/web-gpu-monitor

Simple web-based monitoring tool for your small GPU cluster.

Primary LanguageHTMLMIT LicenseMIT

Web-GPU-Monitor

Simple server monitoring for your GPU cluster. Periodically calls nvidia-smi through SSH and parses it into a website. The generated website highlights the available GPUs in green and shows the GPU load. Occupied GPUs are marked in red. By hovering the entry with your mouse, it will show you the users which have processes on the machine and how much GPU memory is consumed.

Screenshot

Setup

You need to satisfy some Python dependencies. Start by creating a conda environment with Python3.6.

conda create -n web-gpu-monitor python=3.6

Then, activate the environment with conda activate web-gpu-monitor and install the dependencies with

pip install -r requirements.txt

Getting Started

First step is to create a config.ini where your credentials and hostnames are specified.

An exemplary ini-file could look like this:

[common]
user = yourusername
hosts = host1.domain.tld,host2.domain.tld
key_filename=path_to_key

Save this as config.ini in the root of this repository.

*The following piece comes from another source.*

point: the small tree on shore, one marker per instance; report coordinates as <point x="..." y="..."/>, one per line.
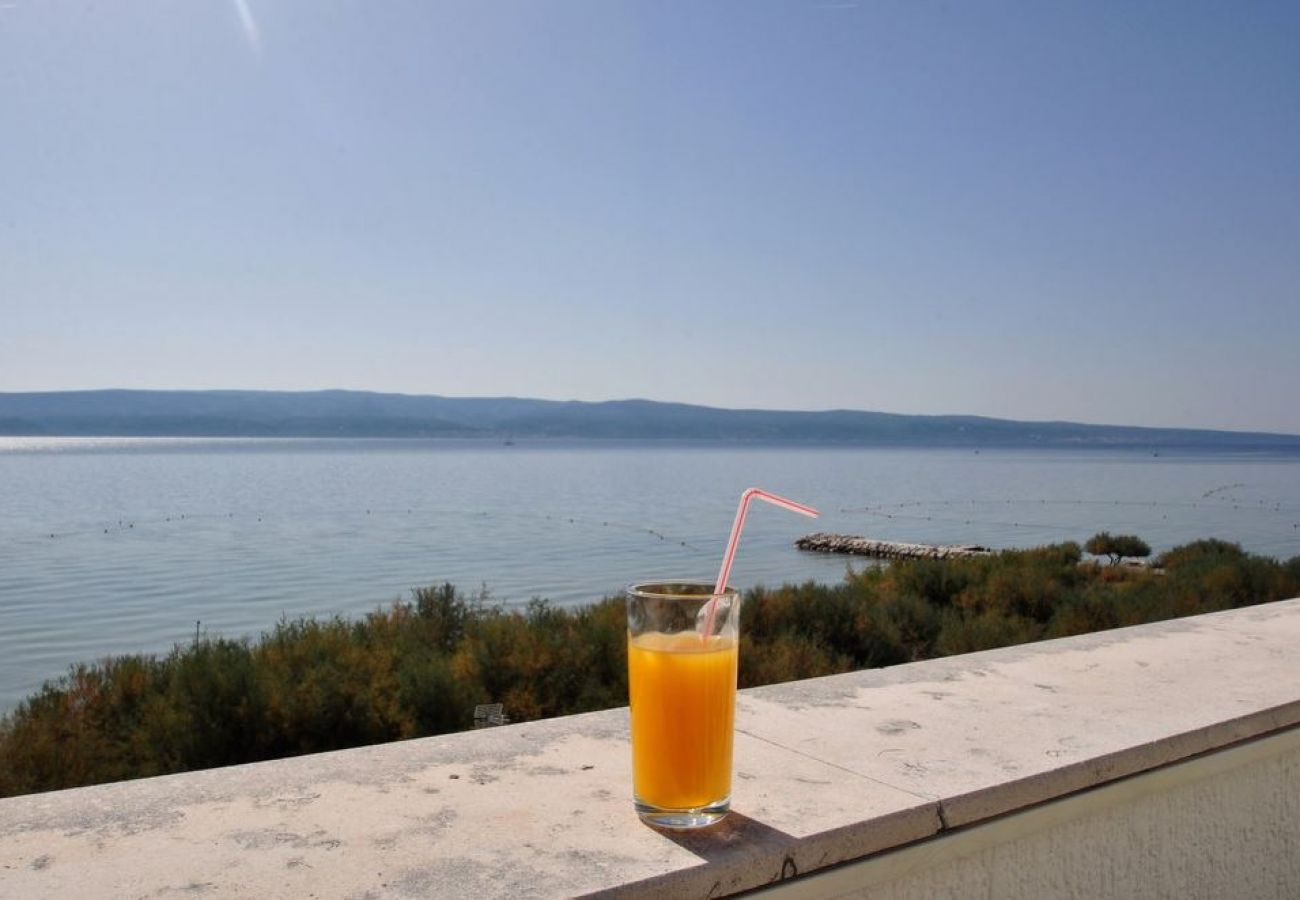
<point x="1117" y="546"/>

Now you can run python fetch_data.py -c config.ini to fetch data from your specified hosts. The result is then saved in load_data.csv. Call python render_website.py to create a HTML site out of it. The result is stored in index.html.

Website Configuration

To make the monitoring service available in a website, you will first have to configure an HTTP server. We recommend nginx (simply run sudo apt install nginx followed by sudo systemctl enable nginx and sudo systemctl start nginx). Then, you should put the index.html file and the assets directory somewhere under /var/www.

In our case, we have put it under /var/www/gpu-monitor, and updated the config file at /etc/nginx/sites-available/mlkd accordingly by inserting the following lines:

  location ^~ /gpu-monitor {
    alias /var/www/mlkd/gpu-monitor;
    try_files $uri $uri.html $uri/ =404;
    index index.html;
  }

In our case, the name of the config file is mlkd because of some other stuff we're hosting, but usually you can use the default config file or a new custom one.

To keep the files under the /var/www/gpu-monitor directory updated, we created soft links from there to the place where they are generated, i.e.:

ln -sf /home/ubuntu/web-gpu-monitor/index.html /var/www/gpu-monitor/index.html
ln -sf /home/ubuntu/web-gpu-monitor/assets /var/www/gpu-monitor/assets

There were other ways to achieve this, such as regularly copying the files, but this was probably the simplest.

Automation

The execution of these scripts can be done using a cronjob. For code at /home/ubuntu/web-gpu-monitor, and a conda environment with Python at /home/ubuntu/.conda/envs/web-gpu-monitor/bin/python and to run it every 5 minutes, run crontab -e to edit the crontab, and insert the lines below:

*/5 * * * * cd /home/ubuntu/web-gpu-monitor/ && /home/ubuntu/.conda/envs/web-gpu-monitor/bin/python /home/ubuntu/web-gpu-monitor/fetch_data.py -c config.ini && /home/ubuntu/.conda/envs/web-gpu-monitor/bin/python /home/ubuntu/web-gpu-monitor/render_website.py

Note: you need to make sure the user running the script has write access to the

You will need a user that can access all machines and call nvidia-smi. In our cluster, that user is gpu_monitor.